I think I mentioned before that when Creasey was living in Arizona his neighbor (which can be a couple of miles away in Arizona) was Georges Simenon. Considering how prolific the two men were you have to feel sorry for the poor postman. Simenon’s Bottom of the Bottle is set in Arizona and a couple of Creasey’s Mark Kilby books are set in the West, while one of the Baron books is set at the World’s Fair in San Antonio.
I think one of Horler’s Tiger Standish books may be set out west, but it’s based on a cover I once saw and not a book I read. If I remember correctly it shows Standish on a bucking bronco.
J.T. Edson was successful on this side of the puddle and you still see one of his westerns once in a while. There are probably others who I may have read and never knew they were British. And it isn’t without precedent. One of the best known gunfighters, gamblers, and lawmen of the Old West was Ben Thompson, an Englishman. In fact Thompson’s death in Dennison, Texas in 1915 is considered by many to be the last gunfight of the old west. I know he was a lawman, and have even been on the street where he died, but can’t recall what title he held. He had previously been the bartender at Luke Short’s (not Fred Glidden but his namesake) Fort Worth saloon where for a brief time Wyatt Earp ran the roulette wheel and Bat Masterson dealt Faro. For that matter, before he turned explorer, British born Henry Morton Stanley had served as a correspondent covering the Indian Wars for Hearst. One of the curiosities of the old west is that the day of one of Wild Bill Hickcock’s most famous gunfights he had lunch with the touring Oscar Wilde, and of course Dickens even did readings in Virgina City (dramatised and highly fictionalised on Bonanza with Lost in Space’s Dr. Smith Jonathan Harris as a testy Dickens). Among others who took the tour were explorer Richard Burton and Frank Harris, the latter even writing a book on the subject.

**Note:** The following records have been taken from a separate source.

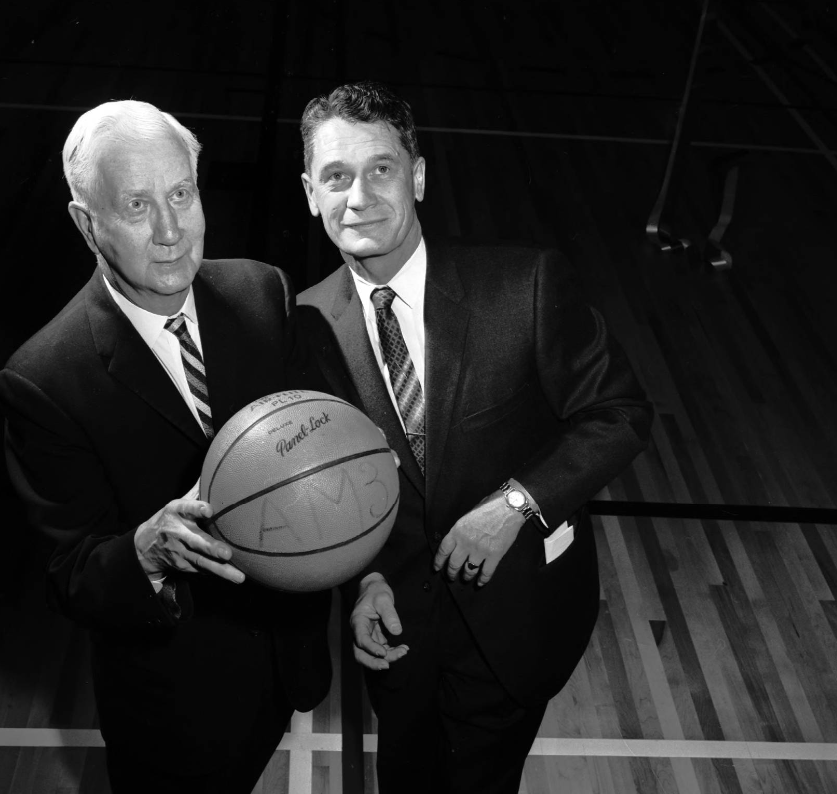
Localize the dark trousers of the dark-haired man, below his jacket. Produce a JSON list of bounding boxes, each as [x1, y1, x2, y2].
[[367, 588, 547, 794]]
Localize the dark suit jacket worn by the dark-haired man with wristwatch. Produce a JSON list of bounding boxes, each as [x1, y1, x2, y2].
[[298, 244, 652, 703]]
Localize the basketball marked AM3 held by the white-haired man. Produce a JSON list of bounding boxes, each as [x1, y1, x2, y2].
[[201, 391, 398, 592]]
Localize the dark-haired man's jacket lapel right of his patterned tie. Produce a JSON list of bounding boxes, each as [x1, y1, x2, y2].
[[424, 245, 470, 503]]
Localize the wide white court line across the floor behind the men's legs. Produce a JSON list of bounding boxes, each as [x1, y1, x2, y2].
[[0, 728, 837, 756]]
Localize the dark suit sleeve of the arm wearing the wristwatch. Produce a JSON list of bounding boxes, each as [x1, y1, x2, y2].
[[510, 252, 653, 527]]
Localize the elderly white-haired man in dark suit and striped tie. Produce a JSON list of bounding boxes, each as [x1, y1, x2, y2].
[[0, 101, 331, 794]]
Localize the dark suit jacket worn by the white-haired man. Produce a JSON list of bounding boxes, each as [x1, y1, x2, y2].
[[0, 260, 330, 763]]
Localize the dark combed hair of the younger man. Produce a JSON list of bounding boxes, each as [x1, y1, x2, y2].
[[300, 80, 420, 173]]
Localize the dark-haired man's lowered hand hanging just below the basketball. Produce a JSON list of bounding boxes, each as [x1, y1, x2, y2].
[[349, 573, 409, 670]]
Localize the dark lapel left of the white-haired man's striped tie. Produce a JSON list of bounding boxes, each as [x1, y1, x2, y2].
[[85, 269, 208, 447]]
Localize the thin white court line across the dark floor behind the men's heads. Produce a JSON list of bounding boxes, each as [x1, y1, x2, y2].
[[0, 102, 837, 156]]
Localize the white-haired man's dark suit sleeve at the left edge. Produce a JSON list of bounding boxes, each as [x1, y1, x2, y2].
[[0, 369, 176, 629]]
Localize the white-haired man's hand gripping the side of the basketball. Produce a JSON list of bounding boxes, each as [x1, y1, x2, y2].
[[134, 499, 244, 584]]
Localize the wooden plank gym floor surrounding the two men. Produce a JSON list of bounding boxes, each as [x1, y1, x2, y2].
[[0, 0, 837, 794]]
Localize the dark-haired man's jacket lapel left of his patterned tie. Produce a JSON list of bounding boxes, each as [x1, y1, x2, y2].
[[331, 265, 424, 495]]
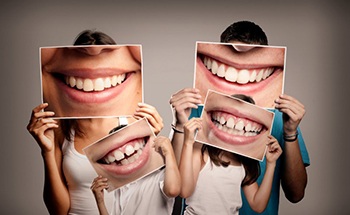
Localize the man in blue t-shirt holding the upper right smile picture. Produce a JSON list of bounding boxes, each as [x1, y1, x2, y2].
[[170, 21, 310, 215]]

I’m not sure, but wasn’t Mayne Reid the popular boys writer British? Many of his books were set on the American frontier. More recently George Macdonald Fraser’s Mr. American involves a mysterious westerner in London pursued by a figure from his past. Flashman even does a walk-on. And the hero of Louis L’Amour’s Shakako is a former British soldier turned American scout. Then of course there is German Karl May whose Winnetou books inspired a German film series whose popularity were the stimulus for the Spagetti Western. May is still hugely popular in Europe, his books beloved by Einstein, Schwitzer, Herman Hesse, and (sorry to say) Hitler.
As for Conan Doyle, I think he would probably still be remembered for Challenger, but no where near as famous as Holmes made him. Several of the Holmes stories have American ties, even to the frontier, and the back story of A Study in Scarlet isn’t all that far from the back story of Zane Gray’s Riders of the Purple Sage.